Oiseaux de proie disparaît lors du week-end d'ouverture

Encore une fois, à la manière fatiguée, un autre film a démontré que dire à votre public que votre film aborde la «masculinité toxique» et que les hommes n'ont pas besoin de venir est un excellent moyen de faire faillite. Personne n'a été surpris par le suivi de Birds of Prey était épouvantable avec des théâtres vides à la fois aux États-Unis et au Mexique, mais le week-end d'ouverture du film est maintenant officiellement un buste avec 79,750,000 dollars partout dans le monde sur un budget de 84.5 millions de dollars.

Au premier coup d'œil, cela semble être un box-office solide. Je n'atteindrai jamais les niveaux où il devient un succès retentissant, mais certainement, après une autre semaine, il atteindra l'équilibre, non? Pas vraiment car c'est le brut, pas le net.
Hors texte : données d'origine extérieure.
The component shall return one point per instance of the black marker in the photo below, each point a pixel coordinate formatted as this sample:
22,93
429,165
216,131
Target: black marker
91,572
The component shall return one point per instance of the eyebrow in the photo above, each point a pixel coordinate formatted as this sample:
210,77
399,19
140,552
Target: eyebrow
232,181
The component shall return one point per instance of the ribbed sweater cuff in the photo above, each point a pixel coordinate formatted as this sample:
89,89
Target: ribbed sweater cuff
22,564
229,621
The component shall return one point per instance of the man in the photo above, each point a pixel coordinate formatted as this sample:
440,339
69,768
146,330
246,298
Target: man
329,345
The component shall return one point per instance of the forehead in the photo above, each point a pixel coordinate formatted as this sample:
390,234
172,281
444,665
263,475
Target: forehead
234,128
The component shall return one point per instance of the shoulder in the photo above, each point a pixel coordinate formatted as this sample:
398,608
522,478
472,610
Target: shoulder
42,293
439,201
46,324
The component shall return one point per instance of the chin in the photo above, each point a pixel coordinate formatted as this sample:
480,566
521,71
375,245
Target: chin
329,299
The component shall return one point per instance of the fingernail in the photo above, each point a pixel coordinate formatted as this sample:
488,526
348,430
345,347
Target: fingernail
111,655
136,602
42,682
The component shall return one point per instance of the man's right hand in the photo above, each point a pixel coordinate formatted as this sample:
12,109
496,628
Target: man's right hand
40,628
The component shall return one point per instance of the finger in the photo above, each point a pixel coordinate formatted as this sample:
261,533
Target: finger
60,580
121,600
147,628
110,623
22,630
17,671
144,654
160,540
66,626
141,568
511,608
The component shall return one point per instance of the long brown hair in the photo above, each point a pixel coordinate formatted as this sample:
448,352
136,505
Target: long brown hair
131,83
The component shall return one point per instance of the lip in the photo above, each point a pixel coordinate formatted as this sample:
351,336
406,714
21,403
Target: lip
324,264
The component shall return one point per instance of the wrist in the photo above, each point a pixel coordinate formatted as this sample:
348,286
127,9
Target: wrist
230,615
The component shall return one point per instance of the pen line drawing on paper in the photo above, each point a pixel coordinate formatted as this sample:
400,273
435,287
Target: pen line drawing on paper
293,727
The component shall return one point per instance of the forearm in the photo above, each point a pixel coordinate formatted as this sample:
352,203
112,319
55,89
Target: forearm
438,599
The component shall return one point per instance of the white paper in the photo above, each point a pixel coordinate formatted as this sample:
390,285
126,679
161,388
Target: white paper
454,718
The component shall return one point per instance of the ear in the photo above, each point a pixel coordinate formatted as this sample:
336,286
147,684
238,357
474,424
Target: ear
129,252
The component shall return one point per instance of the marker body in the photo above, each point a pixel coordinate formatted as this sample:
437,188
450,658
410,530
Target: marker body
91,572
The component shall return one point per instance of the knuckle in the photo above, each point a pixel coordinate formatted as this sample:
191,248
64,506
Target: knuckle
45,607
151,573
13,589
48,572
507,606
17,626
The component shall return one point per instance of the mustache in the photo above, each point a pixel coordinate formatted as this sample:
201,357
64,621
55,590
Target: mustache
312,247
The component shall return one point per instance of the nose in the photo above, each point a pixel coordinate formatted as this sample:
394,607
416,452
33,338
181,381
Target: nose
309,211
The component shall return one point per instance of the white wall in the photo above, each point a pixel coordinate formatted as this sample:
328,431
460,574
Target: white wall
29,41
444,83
En utilisant la métrique 60/40, le net se situe à 38,550,000 45,950,000 XNUMX $ dans le monde. Sans prendre en compte le budget marketing, le film aurait besoin de plus du double de son net projeté, générant XNUMX XNUMX XNUMX $ supplémentaires avant d'atteindre le seul coût de production.

Pourquoi le film a-t-il échoué? Eh bien, encore une fois, les médias recherchent toutes les excuses possibles, allant de conceptions médiocres qui n'ont pas incorporé les oiseaux de proie réels des bandes dessinées. D'autres soutiennent qu'il aurait dû être commercialisé comme un film de Harley Quinn plutôt que comme un film Birds of Prey feuilleter. Certains prétendent même que la cote R est à blâmer. Tout ce qu'il faut éviter de mentionner en disant à votre public que le film s'attaque à la «masculinité toxique» en demandant aux femmes de tirer sur des gars dans la bite avec un message si ouvertement féministe que même les critiques traditionnels ne peuvent le nier, ne font pas d'argent.



Même les personnes qui se trouvent dans un état catatonique sont capables de rassembler la puissance cérébrale nécessaire pour comprendre l'effet nucléaire en disant à votre public que votre film s'attaque à la masculinité toxique. Immédiatement le public masculin - à l'exclusion de ceux avec la testostérone compte aux niveaux Buzzfeed - ne vont pas le voir. Le public féminin qui sera conscient de la façon dont elles sont perçues n'aura aucun intérêt à voir le film en raison de ses préférences ou refusera de le voir de peur d'être alors associé à une rhétorique anti-masculine.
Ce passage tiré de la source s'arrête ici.